We have been surprised by the extent to which this is true in the Bt20 cohort. Of the 2300 children followed up to age 16, over 50% lived in very poor conditions (less than $1 per day per person), 20% frequently went to bed hungry during their early years, more than 40% had direct or vicarious experience of community or family violence, and only two out of five children had ever lived with their fathers (23). Despite these conditions, we currently estimate that only about 5% of the children showed persistent behavioral difficulties in their preschool and early school years, had started smoking or carrying a weapon by age 14, or been in conflict with the law. However, as young people enter into their teen years, travel further away from home to school, are subject to less parental monitoring and supervision, and are increasingly exposed to peers who engage in risky behavior behavior, the rates of potentially problematic behaviors increase. For example, although only 1.6% of 13-year-olds (3.3% of boys and 0.8% of girls) have had sexual intercourse, this rate rises to close to 20% at 15 years of age (27% among boys and 12% among girls). A composite risk score, combining rates of smoking, alcohol and drug use, foreplay, and weapon carrying, shows a significant increase with increased pubertal development and the transition from primary to secondary schooling. Young people most likely to be taking risks in their early teens are those who are advanced in their pubertal development for their age and in environments where they are exposed to older adolescents, without monitoring and supervision by caring adults.
Conclusion
The adolescent years, and especially puberty, link the impact of generational and early-childhood factors to adult outcomes. Longitudinal studies are demonstrating that it is also an age of opportunity: Good nutrition and healthy lifestyle, positive family and school influences, and access to supportive services, among other factors, can help young people break early patterns leading to ill health and poor social adjustment, with benefits for adult well-being and the next generation of children and youth.
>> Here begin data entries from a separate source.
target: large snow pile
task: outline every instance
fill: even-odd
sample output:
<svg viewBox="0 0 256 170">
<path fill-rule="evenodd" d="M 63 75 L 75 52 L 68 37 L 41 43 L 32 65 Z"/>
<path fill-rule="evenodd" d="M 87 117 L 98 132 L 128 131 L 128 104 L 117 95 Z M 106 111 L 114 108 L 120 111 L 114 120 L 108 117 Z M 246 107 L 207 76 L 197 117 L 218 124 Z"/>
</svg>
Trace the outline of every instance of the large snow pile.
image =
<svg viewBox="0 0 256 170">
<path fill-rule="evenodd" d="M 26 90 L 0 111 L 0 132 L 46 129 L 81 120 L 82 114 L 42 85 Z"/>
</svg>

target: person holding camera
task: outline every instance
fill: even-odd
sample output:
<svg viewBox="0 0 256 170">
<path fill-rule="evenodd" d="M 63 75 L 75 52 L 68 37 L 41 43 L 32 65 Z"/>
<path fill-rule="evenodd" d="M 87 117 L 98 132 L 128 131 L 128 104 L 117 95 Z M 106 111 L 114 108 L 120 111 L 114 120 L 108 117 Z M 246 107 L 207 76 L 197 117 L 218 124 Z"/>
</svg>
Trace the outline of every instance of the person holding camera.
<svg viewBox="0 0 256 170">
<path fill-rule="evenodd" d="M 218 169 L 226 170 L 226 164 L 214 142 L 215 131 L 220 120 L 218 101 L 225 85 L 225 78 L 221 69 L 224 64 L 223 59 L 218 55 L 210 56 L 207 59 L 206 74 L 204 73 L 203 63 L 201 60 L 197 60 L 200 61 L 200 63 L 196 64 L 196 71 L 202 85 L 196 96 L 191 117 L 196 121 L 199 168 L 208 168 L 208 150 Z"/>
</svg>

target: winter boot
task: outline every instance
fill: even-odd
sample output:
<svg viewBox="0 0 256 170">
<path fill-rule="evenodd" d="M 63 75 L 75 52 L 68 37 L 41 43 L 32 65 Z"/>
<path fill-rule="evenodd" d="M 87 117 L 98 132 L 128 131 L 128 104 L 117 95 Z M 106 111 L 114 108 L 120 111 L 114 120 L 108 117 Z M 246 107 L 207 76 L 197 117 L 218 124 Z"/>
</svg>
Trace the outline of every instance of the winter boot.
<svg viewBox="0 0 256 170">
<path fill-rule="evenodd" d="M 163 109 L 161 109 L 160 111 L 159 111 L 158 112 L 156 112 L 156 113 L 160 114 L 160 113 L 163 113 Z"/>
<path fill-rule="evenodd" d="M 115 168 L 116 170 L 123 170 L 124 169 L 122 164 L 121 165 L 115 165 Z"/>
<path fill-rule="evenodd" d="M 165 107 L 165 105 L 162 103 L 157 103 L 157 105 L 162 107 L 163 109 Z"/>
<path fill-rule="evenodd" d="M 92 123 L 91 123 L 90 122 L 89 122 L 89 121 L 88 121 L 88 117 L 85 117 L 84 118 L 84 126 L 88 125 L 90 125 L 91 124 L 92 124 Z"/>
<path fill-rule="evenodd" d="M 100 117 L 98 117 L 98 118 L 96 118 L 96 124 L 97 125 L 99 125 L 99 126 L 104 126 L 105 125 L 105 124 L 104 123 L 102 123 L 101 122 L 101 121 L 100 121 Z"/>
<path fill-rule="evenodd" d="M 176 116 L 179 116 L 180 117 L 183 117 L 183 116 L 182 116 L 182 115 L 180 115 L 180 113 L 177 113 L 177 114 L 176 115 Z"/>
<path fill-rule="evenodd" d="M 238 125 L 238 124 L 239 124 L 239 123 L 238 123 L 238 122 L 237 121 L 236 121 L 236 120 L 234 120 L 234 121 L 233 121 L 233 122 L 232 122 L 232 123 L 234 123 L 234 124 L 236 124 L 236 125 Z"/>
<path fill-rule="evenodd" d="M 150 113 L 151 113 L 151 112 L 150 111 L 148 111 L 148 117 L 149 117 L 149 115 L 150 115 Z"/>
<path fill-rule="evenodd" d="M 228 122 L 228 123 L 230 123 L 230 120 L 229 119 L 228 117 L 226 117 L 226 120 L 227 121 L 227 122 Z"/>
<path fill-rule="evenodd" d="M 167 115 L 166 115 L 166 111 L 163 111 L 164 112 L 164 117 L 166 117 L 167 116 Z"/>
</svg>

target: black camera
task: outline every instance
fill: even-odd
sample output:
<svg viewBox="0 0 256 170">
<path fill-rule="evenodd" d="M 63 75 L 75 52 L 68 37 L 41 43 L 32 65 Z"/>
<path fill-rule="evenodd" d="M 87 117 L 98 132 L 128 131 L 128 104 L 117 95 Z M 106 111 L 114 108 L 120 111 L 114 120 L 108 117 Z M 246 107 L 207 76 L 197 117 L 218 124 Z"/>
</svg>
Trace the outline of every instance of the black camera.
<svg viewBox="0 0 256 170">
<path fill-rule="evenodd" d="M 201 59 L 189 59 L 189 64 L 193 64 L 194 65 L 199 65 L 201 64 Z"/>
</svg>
New methods are increasing the accuracy and validity of data collected from young people, and developments in both the biological and social sciences are providing unprecedented opportunities (39). However, we still know a lot more about what goes wrong in adolescence and why, and a lot less about how to prevent problems and how to get young people back on track, especially in those areas of the world in which young people face the greatest challenges. New knowledge is being driven by the need to develop and test interventions to promote the physical and psychological well-being of young people and counteract the risks associated with this developmental stage. This is especially true in a world in which many adolescents face the same threats—incomplete or poor-quality education, limited prospects for satisfying work, marginalization, HIV/AIDS and other sexually transmitted infections, substance abuse, violence, anxiety and depression—without the same opportunities for help and support.